Mapping using STAR

For the STAR running options, see STAR Manual.

Building the STAR index

To make an index for STAR, we need both the genome sequence in FASTA format and the annotation in GTF format. We will be building an index only for chromosome 10.

Let’s look at the files we will need in the directory “annotations”:

ls -alht annotations
total 136M
drwxr-xr-x 9 lcozzuto Bioinformatics_Unit 1.6K Apr 30 17:37 ..
drwxr-xr-x 2 lcozzuto Bioinformatics_Unit  253 Apr 30 17:37 .
-rw-r--r-- 1 lcozzuto Bioinformatics_Unit  63M Apr 30 16:56 gencode.v29.transcripts.fa.gz
-rw-r--r-- 1 lcozzuto Bioinformatics_Unit  39M Apr 17 16:25 Homo_sapiens.GRCh38.dna.chromosome.10.fa.gz
-rw-r--r-- 1 lcozzuto Bioinformatics_Unit 1.5M Apr 17 16:08 gencode.v29.annotation_chr10.gtf.gz

STAR requires unzipped .fa and .gtf files. Let’s unzip them, using the option -k which allows to keep .gz files. This works on Mac, but dpending on the version might not work on the cluster:

gunzip -k gencode.v29.annotation_chr10.gtf.gz
gunzip -k Homo_sapiens.GRCh38.dna.chromosome.10.fa.gz

This works on any Linux:

zcat gencode.v29.annotation_chr10.gtf.gz > gencode.v29.annotation_chr10.gtf
zcat Homo_sapiens.GRCh38.dna.chromosome.10.fa.gz > Homo_sapiens.GRCh38.dna.chromosome.10.fa

Q. How much (in percentage) disk space is saved when those two files are kept zipped vs unzipped?

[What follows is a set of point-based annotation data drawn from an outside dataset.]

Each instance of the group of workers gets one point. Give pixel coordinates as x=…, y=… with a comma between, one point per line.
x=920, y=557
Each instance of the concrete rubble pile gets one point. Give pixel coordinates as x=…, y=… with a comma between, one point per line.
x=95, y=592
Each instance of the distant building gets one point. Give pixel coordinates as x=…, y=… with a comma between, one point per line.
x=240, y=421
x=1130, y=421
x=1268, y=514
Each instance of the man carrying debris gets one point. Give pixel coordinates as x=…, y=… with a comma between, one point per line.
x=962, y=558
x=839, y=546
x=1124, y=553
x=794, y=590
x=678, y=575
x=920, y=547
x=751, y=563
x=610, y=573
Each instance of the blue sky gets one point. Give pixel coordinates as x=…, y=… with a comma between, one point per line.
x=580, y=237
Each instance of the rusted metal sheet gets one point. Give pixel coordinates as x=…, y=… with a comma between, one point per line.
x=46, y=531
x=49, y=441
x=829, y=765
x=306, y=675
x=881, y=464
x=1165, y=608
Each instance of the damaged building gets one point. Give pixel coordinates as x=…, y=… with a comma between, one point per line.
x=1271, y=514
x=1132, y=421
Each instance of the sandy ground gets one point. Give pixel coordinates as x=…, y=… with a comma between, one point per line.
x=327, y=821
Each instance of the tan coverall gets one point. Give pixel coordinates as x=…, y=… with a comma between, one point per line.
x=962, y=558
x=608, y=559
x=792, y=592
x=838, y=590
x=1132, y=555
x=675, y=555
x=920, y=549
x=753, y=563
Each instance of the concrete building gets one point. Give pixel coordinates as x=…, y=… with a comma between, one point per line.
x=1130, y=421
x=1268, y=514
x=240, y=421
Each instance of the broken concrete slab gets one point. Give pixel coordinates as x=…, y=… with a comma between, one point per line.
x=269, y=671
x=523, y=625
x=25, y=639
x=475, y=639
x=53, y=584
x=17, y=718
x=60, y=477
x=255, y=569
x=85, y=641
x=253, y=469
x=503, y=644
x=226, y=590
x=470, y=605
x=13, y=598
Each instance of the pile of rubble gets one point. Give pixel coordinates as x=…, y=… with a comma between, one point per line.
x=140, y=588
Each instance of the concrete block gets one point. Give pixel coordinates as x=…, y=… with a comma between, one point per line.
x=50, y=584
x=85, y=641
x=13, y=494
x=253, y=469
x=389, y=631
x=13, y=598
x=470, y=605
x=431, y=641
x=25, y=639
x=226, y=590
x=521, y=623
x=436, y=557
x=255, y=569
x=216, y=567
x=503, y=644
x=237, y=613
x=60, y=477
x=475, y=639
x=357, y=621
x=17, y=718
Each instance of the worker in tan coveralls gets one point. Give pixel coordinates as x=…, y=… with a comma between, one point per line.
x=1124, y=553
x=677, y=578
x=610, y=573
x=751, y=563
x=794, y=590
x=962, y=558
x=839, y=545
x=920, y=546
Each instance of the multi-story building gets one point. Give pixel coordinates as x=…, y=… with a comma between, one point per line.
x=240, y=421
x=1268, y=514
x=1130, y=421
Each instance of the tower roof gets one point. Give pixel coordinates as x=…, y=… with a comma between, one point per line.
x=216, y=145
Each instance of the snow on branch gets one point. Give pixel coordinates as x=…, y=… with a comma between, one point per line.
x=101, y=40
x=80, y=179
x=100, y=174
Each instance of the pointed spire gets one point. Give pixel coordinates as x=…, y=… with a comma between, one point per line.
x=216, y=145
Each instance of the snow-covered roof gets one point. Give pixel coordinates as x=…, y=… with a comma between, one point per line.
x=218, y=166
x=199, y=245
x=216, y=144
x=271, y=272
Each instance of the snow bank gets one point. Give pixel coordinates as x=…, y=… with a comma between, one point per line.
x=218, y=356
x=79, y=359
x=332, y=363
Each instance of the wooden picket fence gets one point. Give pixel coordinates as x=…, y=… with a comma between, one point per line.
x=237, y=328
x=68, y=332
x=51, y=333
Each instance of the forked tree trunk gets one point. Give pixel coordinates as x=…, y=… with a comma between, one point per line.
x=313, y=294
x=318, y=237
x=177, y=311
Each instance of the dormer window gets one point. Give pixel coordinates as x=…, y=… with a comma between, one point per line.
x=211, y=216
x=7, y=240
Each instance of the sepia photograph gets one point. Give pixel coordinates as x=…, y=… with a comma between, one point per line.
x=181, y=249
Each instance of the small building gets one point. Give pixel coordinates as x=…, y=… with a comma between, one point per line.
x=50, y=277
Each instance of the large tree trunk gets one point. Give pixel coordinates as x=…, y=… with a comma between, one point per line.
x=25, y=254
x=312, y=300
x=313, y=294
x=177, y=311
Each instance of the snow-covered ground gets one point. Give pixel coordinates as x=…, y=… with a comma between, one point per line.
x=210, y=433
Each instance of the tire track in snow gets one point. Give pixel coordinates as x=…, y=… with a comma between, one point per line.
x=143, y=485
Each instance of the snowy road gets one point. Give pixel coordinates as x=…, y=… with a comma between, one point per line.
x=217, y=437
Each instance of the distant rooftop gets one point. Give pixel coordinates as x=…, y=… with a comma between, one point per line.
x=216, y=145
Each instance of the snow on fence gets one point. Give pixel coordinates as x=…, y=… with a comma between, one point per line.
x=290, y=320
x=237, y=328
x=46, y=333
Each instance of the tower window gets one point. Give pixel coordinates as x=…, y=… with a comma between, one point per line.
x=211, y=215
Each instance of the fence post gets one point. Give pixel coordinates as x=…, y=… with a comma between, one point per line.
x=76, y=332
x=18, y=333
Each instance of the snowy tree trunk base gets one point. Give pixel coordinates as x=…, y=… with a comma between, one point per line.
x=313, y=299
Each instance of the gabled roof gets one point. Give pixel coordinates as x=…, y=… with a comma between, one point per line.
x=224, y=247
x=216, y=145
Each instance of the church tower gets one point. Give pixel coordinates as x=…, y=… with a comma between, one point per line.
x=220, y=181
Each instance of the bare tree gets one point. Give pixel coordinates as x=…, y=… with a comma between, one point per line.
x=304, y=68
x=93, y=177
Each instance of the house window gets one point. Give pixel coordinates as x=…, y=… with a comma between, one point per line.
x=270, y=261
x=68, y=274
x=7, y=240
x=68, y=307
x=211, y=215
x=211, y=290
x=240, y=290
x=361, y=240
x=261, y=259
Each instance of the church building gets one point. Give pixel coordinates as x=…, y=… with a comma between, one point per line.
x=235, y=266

Once index is built, we have to not forget to remove those unzipped files!

To index the genome with STAR for RNA-seq analysis, the sjdbOverhang option needs to be specified for detecting possible splicing sites. It usually equals to the minimum read size minus 1; it tells STAR what is the maximum possible stretch of sequence that can be found on one side of a spicing site. In our case, since the read size is 51 bases, we can accept maximum 50 bases on one side and one base on the other of a splicing site; that is, to set up this parameter to 50. This also means that for every different read-length to be aligned a new STAR index needs to be generated. Otherwise a drop in aligned reads can be experienced.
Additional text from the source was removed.